Nasza Loteria SR - pasek na kartach artykułów

Sąd nierychliwy, ale sprawiedliwy

[email protected], Anna Klaman
Stanisław Szwaracki opowiada swoją historię
Stanisław Szwaracki opowiada swoją historię Fot. Daniel Frymark
Ponad dziesięć lat temu Temida zapomniała o Stanisławie Szwarackim. Dziś sobie o nim przypomniała.

Stanisław Szwaracki ze Zdrojów w gminie Cekcyn miał pójść do więzienia dziesięć lat temu. Nikt się jednak po niego nie zgłosił, a on siedział cicho, ciesząc się, że szczęście mu sprzyja. Do czasu. Po ośmiu latach Temida sobie o nim przypomniała.

Marzec 2009 r.
Jedziemy do Stanisława Szwarackiego, który mieszka w Małych Zdrojach, wsi w Borach Tucholskich. Gospodarstwo Szwarackiego leży na krańcu wsi. Trochę się po drodze gubimy, więc gospodarz instruuje nas przez telefon, jak do niego trafić. Jesteśmy. Nowy nieotynkowany dom, typowa kostka, za nim zadbane budynki gospodarcze: obora, garaże na traktory. Podwórko duże i czyste. Widać, że właściciel nie próżnuje.

Szwaracki wita nas przy schodach w roboczym ubraniu, które czuć gnojem. Jak to na wsi. A on ma aż 21 hektarów, zwierzęta oraz robotę od rana do nocy.

- Mam to wszystko zostawić, gospodarkę z hektarami, bykami, krowami i kucami, bo sąd nagle przypomniał sobie o wyroku sprzed lat? - mówi Szwaracki. - Najbardziej martwię się o córkę, którą sam wychowuję. Ma 9 lat. Gdzie pójdzie?
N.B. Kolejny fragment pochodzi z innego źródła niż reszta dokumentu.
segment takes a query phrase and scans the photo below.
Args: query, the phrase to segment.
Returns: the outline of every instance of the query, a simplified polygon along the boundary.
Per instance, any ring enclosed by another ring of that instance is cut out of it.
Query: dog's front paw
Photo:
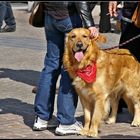
[[[90,131],[88,131],[87,136],[88,137],[96,137],[97,138],[98,137],[98,132],[95,132],[93,130],[92,131],[90,130]]]
[[[133,120],[133,122],[131,123],[131,126],[140,127],[140,120]]]
[[[89,131],[88,129],[83,128],[83,129],[80,130],[80,135],[82,135],[82,136],[87,136],[88,131]]]

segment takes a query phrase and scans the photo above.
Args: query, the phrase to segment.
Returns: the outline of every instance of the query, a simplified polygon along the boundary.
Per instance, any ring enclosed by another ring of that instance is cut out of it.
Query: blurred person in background
[[[100,33],[112,32],[113,30],[111,29],[110,15],[108,14],[109,2],[107,1],[91,2],[90,1],[90,9],[93,10],[98,3],[100,4],[99,32]]]
[[[119,3],[120,2],[117,1],[109,1],[109,13],[111,17],[119,16],[118,8],[117,8],[117,5]],[[134,14],[136,7],[138,6],[138,1],[123,1],[122,4],[123,6],[121,9],[121,17],[120,17],[121,36],[120,36],[119,44],[122,44],[125,41],[129,41],[133,37],[140,35],[140,27],[137,27],[132,21],[132,16]],[[128,49],[135,56],[135,58],[140,62],[139,42],[140,42],[140,37],[134,39],[129,43],[120,46],[119,48]],[[122,112],[123,107],[126,107],[126,104],[121,99],[119,103],[118,112]]]
[[[5,22],[5,26],[3,23]],[[9,1],[0,1],[0,32],[15,32],[16,21]]]

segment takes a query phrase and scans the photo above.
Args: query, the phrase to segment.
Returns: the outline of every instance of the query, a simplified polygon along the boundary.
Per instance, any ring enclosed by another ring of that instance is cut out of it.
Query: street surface
[[[34,132],[34,98],[32,88],[38,82],[46,52],[43,28],[34,28],[28,23],[27,10],[14,10],[17,30],[0,34],[0,139],[86,139],[85,136],[55,136],[55,129]],[[94,14],[98,26],[99,14]],[[113,22],[113,21],[112,21]],[[120,33],[106,33],[108,43],[103,47],[118,44]],[[59,80],[57,87],[59,86]],[[56,94],[57,100],[57,94]],[[56,121],[56,103],[54,121]],[[75,114],[83,121],[80,104]],[[116,124],[102,124],[101,139],[138,139],[140,128],[130,127],[131,115],[126,109],[118,114]]]

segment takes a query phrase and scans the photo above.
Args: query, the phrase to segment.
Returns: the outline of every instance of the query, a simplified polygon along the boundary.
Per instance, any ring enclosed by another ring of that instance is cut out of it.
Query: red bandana
[[[78,69],[77,75],[87,83],[92,83],[96,79],[96,63],[88,65],[86,68]]]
Do pokoju wbiega Agnieszka. Pyta, czy może wziąć cukierki. - Czy ja ci ich bronię? - odpowiada ojciec. - Bierz, ile chcesz!
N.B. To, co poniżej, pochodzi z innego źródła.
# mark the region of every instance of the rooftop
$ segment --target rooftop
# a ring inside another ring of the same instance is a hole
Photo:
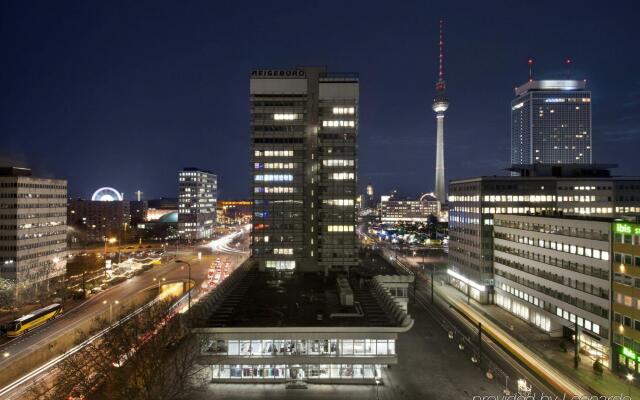
[[[369,280],[351,281],[353,306],[340,304],[337,276],[259,271],[246,275],[217,302],[203,327],[396,327]]]
[[[530,91],[540,91],[540,90],[549,90],[549,91],[571,91],[571,90],[585,90],[587,87],[586,80],[573,80],[573,79],[562,79],[562,80],[530,80],[524,85],[520,85],[516,87],[516,96],[520,96]]]
[[[0,167],[0,176],[31,176],[31,170],[22,167]]]

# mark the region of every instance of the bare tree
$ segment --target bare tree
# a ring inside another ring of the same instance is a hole
[[[197,389],[200,344],[181,314],[156,303],[65,359],[34,400],[179,400]]]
Córka zabiera smakołyki, i wraca do koleżanki, która właśnie ją odwiedziła. Bawią się beztrosko w sąsiednim pokoju.

W lipcu Sąd Rejonowy w Tucholi przyznał Szwarackiemu prawa rodzicielskie. I to jest wyjątkowa niekonsekwencja, bo wcześniej, by naprawić swoje przeoczenie sprzed dziesięciu lat, sąd wydał postanowienie o wysłaniu go do zakładu karnego.

Co z tego, że chodzi o zapomniane już przez wielu wyroki sprzed lat. Według tucholskiego sądu ma być, jak w popularnym powiedzeniu: Temida nierychliwa, ale jednak sprawiedliwa.

5 grudnia 1995 r.
Sąd Rejonowy w Tucholi wydaje wyrok roku więzienia w zawieszeniu. I tu różnią się wersje. Szwaracki mówi: - Jakoś tak było, że w niedzielę spóźniłem się z kościoła, a matka zrobiła awanturę, że tak późno wracam. Zdenerwowałem się, a wychodząc, trzasnąłem drzwiami. Matka twierdziła, że ją tymi drzwiami uderzyłem, a to było niemożliwe. Poszła jednak na obdukcję, twierdząc, że ma od tego uderzenia sutki zasinione.

Rzecznik Sądu Okręgowego w Bydgoszczy Włodzimierz Hilla mówi jednak, że wyrok był za znęcanie się nad rodzicami. Były to zawiasy, które odhaczano przy drugim wyroku.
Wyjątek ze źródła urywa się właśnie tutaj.